Saturday, April 12, 2003

DPR at 9:19 AM [url]:

TIA - the new ESP research?

The TIA program at DARPA continues apace.

Someone needs to subject these claims being made for pervasive data gathering and inference to scientific review.

I am reminded of my brief (childhood, 14 years old) correspondence with Dr. J.B. Rhine, the foremost ESP investigator nearly 40 years ago. I was introduced to much of what I know about statistical methods by reading his papers and books from his fellow researchers. There were amazingly well-documented statistical proofs that information was being conveyed over a new ether. Experiments were designed to demonstrate that such information could be sent backwards in time, and the speed of such communications was carefully measured.

Of course (and this will get me flamed, I'm sure), these incredibly careful statistical analyses were being applied to experimental data that was flawed in very serious ways, gamed by the subjects who had incredible incentive to confirm the investigators' hypotheses, etc.

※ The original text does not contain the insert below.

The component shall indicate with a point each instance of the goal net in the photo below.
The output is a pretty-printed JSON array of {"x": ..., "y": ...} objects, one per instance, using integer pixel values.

When I got a little older, I realized that the sophisticated statistics were obscuring understanding, as much as helping it, in this case. The search for sophisticated statistical methods seemed to be driven by a need to find some way to extract the "right" results out of noise (those that confirmed the experimenters' beliefs).

The DoD, by the way, supported a bunch of ESP research that tended to confirm the potential of ESP in predicting behaviors of our cold war enemies.

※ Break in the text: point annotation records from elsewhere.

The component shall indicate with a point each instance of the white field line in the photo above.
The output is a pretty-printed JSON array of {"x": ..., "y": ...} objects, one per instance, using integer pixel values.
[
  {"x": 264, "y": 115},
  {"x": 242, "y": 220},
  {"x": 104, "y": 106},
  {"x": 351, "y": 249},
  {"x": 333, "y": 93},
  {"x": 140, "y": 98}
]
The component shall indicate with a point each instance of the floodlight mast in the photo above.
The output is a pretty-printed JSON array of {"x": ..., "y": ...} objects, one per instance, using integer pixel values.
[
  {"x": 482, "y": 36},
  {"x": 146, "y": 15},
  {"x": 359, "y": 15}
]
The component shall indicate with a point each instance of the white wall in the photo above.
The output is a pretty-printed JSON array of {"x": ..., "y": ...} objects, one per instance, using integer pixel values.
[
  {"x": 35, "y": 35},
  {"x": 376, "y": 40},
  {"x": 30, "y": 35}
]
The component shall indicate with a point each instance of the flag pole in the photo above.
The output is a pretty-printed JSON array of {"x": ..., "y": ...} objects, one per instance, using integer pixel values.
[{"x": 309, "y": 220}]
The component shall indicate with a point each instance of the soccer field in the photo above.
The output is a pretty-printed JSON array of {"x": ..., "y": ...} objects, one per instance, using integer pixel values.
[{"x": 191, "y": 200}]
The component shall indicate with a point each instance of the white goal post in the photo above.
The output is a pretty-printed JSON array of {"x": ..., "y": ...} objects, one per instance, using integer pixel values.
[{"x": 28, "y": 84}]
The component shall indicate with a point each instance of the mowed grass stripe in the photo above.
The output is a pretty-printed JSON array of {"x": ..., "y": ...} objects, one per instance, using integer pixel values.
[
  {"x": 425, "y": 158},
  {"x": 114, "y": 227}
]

Now this idea of extracting reliable and meaningful information from massive data collection arises. A scientist might ask, what would falsify the underlying hypothesis? Is there a null hypothesis at all?

In fact, the privacy and liberty folks, by expressing concern in the form of risks to "privacy" tend to reinforce the belief that there is any real investigatory information that can be extracted by inference from a very noisy and randomly selected pile of information.

The problem with statistical inference is that it is not neutral with respect to hypotheses you are testing, nor with respect to control of the sampling process.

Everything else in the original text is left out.